TEMPO.CO, Jakarta - Koordinator Riset Imparsial Ardi Manto Adiputra mengkritik beberapa poin dalam Rancangan Undang-undang atau RUU Perlindungan Data Pribadi (PDP).
Beberapa kritiknya adalah tak ada pasal tentang pengaturan komisi independen untuk pengawasan dan potensi legalisasi state surveillance atau pengintaian negara terhadap warganya.
“Kita ketahui kalau lembaga atau institusi negara juga punya ambisi politik, sehingga seharusnya lembaga pengawas terhadap RUU PDP bersifat independen,” kata Ardi dalam diskusi daring pada Selasa, 28 Juli 2020.
Menurut dia, bila pengawasan dan pertanggungjawaban diserahkan kepada negara, misalnya Kementerian Komunikasi dan Informatika, akan ada potensi penyalahgunaan yang sangat besar.
Ardi menilai komisi pengawasan yang independen bisa dibentuk dari berbagai pakar yang paham akan isu dan konteks, juga mereka yang sudah berceramah soal topik ini baik di level nasional dan internasional.
Ardi juga mengatakan jangan sampai RUU PDP ini longgar aturan terutama tentang pembatasan dan pengecualian, yang bisa menjadi potensi legalisasi state surveillance atau pengintaian negara terhadap masyarakatnya.
“Negara bisa memantau perilaku masyarakatnya siapa saja, pergi kemana, suka beli apa, suka bicara apa, teman mainnya siapa, itu menjadi sangat rentan dan bahaya,” katanya.
Komisioner Komnas HAM, M. Choirul Anam, juga menilai adanya tendensi pengintaian yang bisa mengancam kehidupan berdemokrasi dan HAM tiap-tiap warga negara.
Anam juga mengkritik pasal 10 yang berbunyi ‘pemilik data pribadi berhak untuk mengajukan keberatan atas tindakan pengambilan keputusan yang hanya didasarkan pada pemrosesan secara otomatis terkait profil seseorang’.

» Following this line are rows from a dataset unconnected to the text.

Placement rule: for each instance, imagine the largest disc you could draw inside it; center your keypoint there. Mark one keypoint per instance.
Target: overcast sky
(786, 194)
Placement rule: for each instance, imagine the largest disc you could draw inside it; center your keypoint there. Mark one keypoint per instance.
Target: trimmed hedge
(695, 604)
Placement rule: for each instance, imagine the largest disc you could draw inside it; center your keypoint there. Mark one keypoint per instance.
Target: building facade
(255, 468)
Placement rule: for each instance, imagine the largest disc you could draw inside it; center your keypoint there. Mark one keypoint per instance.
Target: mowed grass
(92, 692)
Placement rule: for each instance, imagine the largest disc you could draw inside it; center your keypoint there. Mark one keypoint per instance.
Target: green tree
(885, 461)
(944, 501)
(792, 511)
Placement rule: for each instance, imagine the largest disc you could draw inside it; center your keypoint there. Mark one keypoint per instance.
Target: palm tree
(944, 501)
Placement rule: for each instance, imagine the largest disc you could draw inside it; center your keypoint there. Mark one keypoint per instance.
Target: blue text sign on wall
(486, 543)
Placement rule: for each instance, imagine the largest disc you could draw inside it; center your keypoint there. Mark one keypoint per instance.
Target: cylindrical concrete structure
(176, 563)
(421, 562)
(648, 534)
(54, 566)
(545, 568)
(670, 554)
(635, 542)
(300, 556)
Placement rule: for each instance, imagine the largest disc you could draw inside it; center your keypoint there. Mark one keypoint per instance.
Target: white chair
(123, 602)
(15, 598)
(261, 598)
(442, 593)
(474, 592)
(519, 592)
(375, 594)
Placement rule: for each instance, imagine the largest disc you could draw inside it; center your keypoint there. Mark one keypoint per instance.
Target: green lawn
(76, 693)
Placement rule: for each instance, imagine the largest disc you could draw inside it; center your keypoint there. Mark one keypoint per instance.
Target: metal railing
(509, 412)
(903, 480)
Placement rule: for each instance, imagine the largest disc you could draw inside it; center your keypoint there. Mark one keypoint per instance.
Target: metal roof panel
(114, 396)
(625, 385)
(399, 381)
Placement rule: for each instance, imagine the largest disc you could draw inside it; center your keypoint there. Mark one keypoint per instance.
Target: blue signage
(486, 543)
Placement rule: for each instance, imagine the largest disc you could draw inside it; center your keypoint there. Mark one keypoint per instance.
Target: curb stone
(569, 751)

Menurut dia, pasal tersebut membebankan mekanisme perlindungan pada mereka yang dilanggar hak privasinya, bukan menekankan kehadiran negara dalam peran perlindungan tersebut.
Anam menilai pasal ini malah melemahkan peran-peran negara yang sudah dijabarkan dalam pasal-pasal sebelumnya, yang dinilainya sudah cukup menjabarkan apa saja bentuk perlindungan negara terhadap data pribadi.
“Ada baiknya pasal 10 ini, watak dasar dari PDP ini dia sifatnya bukan yang bersangkutan yang aktif, tapi negara yang jauh lebih eksis untuk pelindungan,” kata Anam.